In May i was 19 stone and very unfit. Honestly, i couldn't have run from one lamp post to the next. I had a little girl in August last year and it all kinda got out of control! I am now 3 stone less and running the GNR next weekend (gulp!) I found i couldn't run that heavy, i had to shift some weight first so have only been training for 12 weeks. My last long run was 13 1/2 miles, and it took 2:52:56, which to most runners will be bloomin' awful but needless to say, i was thrilled! It gets better and better and easier and easier and one day you just stop thinking 'oh God i'm going to pass out/throw up/die' and you think 'I'm running. Just running and it's so easy!'
Would def say to enter something, it gives you real motivation. Also, make sure you really listen to your body. some aches you can ignore, some you can't (in my limited experience!)
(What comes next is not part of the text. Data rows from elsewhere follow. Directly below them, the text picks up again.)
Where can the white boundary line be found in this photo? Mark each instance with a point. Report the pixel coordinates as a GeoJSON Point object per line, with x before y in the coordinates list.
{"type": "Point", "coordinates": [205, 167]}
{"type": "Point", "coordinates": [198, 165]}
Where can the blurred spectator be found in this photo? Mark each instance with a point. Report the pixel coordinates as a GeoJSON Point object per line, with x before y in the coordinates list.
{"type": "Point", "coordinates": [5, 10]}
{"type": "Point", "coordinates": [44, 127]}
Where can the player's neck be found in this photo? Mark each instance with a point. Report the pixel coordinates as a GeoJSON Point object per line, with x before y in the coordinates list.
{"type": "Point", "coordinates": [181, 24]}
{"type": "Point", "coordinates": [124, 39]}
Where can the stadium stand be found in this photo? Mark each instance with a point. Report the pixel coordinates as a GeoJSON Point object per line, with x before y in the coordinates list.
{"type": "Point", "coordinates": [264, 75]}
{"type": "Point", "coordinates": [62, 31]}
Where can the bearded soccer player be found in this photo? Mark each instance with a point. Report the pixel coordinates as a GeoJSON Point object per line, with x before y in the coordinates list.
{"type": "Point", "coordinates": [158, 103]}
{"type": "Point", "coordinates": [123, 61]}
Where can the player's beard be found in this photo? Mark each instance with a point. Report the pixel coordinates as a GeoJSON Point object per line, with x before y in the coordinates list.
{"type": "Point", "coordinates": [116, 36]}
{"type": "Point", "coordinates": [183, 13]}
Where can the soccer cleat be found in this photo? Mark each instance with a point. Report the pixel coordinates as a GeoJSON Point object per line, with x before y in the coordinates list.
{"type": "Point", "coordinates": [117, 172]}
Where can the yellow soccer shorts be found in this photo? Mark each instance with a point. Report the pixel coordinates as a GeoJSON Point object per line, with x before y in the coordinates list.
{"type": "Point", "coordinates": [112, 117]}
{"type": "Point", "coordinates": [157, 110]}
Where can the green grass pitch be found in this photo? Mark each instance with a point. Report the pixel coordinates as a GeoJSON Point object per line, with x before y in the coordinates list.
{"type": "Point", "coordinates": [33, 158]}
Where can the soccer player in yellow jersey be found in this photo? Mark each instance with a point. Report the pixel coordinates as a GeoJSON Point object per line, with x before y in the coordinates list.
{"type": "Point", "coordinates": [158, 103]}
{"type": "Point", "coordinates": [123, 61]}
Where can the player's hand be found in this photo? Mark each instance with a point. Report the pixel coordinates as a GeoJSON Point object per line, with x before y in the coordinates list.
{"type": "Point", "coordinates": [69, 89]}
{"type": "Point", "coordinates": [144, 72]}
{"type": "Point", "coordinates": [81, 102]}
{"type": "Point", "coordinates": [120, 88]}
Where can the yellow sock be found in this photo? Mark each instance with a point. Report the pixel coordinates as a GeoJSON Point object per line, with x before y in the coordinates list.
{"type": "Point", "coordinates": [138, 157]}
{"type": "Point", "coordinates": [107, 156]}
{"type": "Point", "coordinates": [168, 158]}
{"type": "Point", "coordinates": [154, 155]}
The diet i am on was the Cambridge plan. I initially chose to do it due to the fact i wanted to shift some quickly (i have a young horse and i needed to shift a certain amount of weight to ride him. I am now riding him!) It as intended as a temporary measure to enable me to lose enough weight to be able to ride again and pick up my exercise, as before, even taking it very slowly, my body just couldn't cope. I certainly have no plan whatsoever to stay on a low calorie diet, but do find losing weight very difficult. I have never really 'dieted' before, as i used to work 12 hour days on a hunting yard on red bull and wine (i'm sure there was some food involved somewhere along the way lol!) which kept me very fit!
Now i am where i intended to be i have no problem with increasing intake and trying to lay down some good, healthy eating habits for the future.
Mathschick - i must admit i have done WW and SW and tbh found them impossible. If anything, it was actually that they allowed too MUCH freedom of food and i have never liked the group support thing afterwards. Doing what i'm doing works because it is SO restrictive, leaves no room for interpretation and it comes of quickly enough to please me (i have NO patience!), but now i have to put my running and riding first above the diet, and i feel it is jeopardizing that.
Annoyingly, i ran 15 miles last week on 600 calories a day - result 2lb weight loss! AAAARGH! really is not working - i think my bady is in shock lol!
Today i did 6 miles, and had 2 poached eggs and a banana for brekkie and i think it made a dramatic difference. I love the fact everytime i go out it gets easier and i can really feel the changes for the better. Plus it is amazing head space away for a while!
Long story short (ish), after having a baby and pigging while sitting on my bum feeding, i managed to become about 6 stone overweight. I havenever been small but have always been muscley and fit due to working with horses, so being unfit has floored me!
In Febuary i signed up for the GNR. I have never run before and it came as a shock to the system just how bad the situation was, with the effect i couldn't run for 3 mins straight. I began getting knee and muscle pains and decided i would have to shift some weight first. I have lost 3 stone on a very low calorie diet (about 600 calories a day max) and have started running again - what a difference! I love it, i can go out and am currently following a training plan and am upto about 18 miles a week, with 6 miles as my long run.
I am determined to do the race, i have no pain at all and tbh, i am kinda making it up as i go along, running the majority but also walking if i have to. I am not aiming for Usain Bolt times (!) but just aim to complete (hopefully under 3 days...!).
My question is; I have noticed i run better if i eat something, but obviously still have weight to shift. I feel i am beginning to need more in my diet, but have no idea what i should be eating to help me in my training whilst maintaining my weight loss. So any ideas?
have no tasty nibbles for reading this far, but can unearth some mini rolls for the deserving and a G&T!